Kişinin en has dairesi kendi hanesi içindeki eşi, çocukları, annesi ve babasıdır. Vermek konusunda önceliği teşkil eden fertler bunlardır. Yani kişinin aile efradıdır. Kişinin, kendi aile efradı muhtaç durumdayken onlardan kısıp başkalarına sadaka vermesi caiz olmadığı gibi, zekât hesabını da onların ihtiyaç durumuna göre yapması gerekir. Malının zekâtını, aile efradının zaruri ihtiyaçlarını çıkardıktan sonra geri kalan meblağ üzerinden verir.

Aile Efradının Rızkını Kesmek Helal Olmaz

Kişinin aile efradını, israfa kaçmamak şartıyla gözetmesi esastır. Hesabını ihtiyaçtan fazla yapıp, zekât kalemini düşürmesi caiz olmaz. Fakat aile efradının ihtiyaçlarını görmeyip onları ele baktırması da caiz olmaz. Çünkü aile efradının rızkı onun rızkı içinde verilmiştir. Onu kesmesi helal değildir.

Bediüzzaman hazretleri, "rızk iktidar ve ihtiyar ile makusen mütenasiptir"2 der. Yani, aile efradından rızık kazanmaya başlayanlara verme yükümlülüğü kalkar. Sadece büyük işlerde yardımcı olunur. Bütün bu aile içi katkılar, yapanın sadakası oluyor. Ancak bunlar zekât niyetine yapılmaz. Çünkü nafaka birliği vardır.

Peygamber Efendimiz (asm): "Allah yolunda sarf ettiğin bir dinar, köle azad etmek için verdiğin bir dinar, bir fakire verdiğin bir dinar ve aile efradına sarf ettiğin bir dinardan en faziletlisi, aile efradına sarf ettiğin dinardır. Sevap itibariyle en büyüğü, aile efradına sarf ettiğindir."3 Buyurmuştur.

Hiç şüphesiz bu, aile efradını varlığa ve lükse boğup, diğer insanlara vermemek demek değildir.

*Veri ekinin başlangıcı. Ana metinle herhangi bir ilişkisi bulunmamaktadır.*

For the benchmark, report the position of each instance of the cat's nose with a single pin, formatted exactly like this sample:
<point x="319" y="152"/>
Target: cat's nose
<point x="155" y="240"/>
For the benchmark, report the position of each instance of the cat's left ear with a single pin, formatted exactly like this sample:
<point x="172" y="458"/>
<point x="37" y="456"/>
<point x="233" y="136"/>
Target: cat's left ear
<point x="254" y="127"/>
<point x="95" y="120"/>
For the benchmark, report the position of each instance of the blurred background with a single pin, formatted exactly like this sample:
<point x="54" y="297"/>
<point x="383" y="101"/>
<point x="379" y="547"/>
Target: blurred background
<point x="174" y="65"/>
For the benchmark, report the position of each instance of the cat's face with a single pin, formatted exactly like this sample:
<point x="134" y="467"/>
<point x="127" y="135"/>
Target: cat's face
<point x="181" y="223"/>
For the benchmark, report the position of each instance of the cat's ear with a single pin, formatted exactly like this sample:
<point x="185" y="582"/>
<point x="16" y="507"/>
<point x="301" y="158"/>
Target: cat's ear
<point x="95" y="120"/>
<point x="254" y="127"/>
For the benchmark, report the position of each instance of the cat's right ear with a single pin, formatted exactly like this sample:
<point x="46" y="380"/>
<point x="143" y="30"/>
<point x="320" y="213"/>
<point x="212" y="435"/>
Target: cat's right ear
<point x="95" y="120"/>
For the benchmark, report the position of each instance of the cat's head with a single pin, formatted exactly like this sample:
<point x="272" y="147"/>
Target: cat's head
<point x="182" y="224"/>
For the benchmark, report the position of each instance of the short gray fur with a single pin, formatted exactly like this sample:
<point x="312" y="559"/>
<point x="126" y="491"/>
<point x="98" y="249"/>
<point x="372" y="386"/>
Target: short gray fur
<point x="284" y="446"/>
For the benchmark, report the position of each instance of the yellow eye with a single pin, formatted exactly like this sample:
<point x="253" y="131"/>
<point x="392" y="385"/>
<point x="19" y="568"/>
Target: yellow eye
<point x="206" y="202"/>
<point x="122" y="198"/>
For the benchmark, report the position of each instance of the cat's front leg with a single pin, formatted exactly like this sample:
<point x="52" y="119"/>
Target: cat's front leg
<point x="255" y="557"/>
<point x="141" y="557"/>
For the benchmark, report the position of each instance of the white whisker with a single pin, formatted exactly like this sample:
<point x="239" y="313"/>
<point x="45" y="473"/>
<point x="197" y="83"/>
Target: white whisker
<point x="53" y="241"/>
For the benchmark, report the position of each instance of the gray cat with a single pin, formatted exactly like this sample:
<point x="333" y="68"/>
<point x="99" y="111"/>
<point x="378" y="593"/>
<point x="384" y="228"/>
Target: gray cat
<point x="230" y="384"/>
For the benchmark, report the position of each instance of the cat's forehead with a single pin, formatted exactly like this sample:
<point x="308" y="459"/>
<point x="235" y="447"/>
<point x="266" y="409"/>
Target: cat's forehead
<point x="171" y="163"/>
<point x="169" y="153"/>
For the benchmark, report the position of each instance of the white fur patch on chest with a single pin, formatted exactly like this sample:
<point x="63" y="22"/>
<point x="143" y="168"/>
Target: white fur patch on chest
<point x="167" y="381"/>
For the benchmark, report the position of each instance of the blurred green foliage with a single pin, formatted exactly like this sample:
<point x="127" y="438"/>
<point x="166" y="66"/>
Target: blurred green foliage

Malım Allah İçin Sadakadır

Kendi aile efradından sonra sadaka vermek bakımından ilk sırada yakından uzağa diğer akrabaların vardır. "En sevdiğiniz mallardan vermedikçe asla Cennet'e ulaşamazsınız"4 ayeti geldiği zaman, Ebu Talha hazretleri: "Rabbim malımızdan istiyor" diye düşünerek en sevdiği Beyraha adındaki bahçesini Allah için vermek istiyor.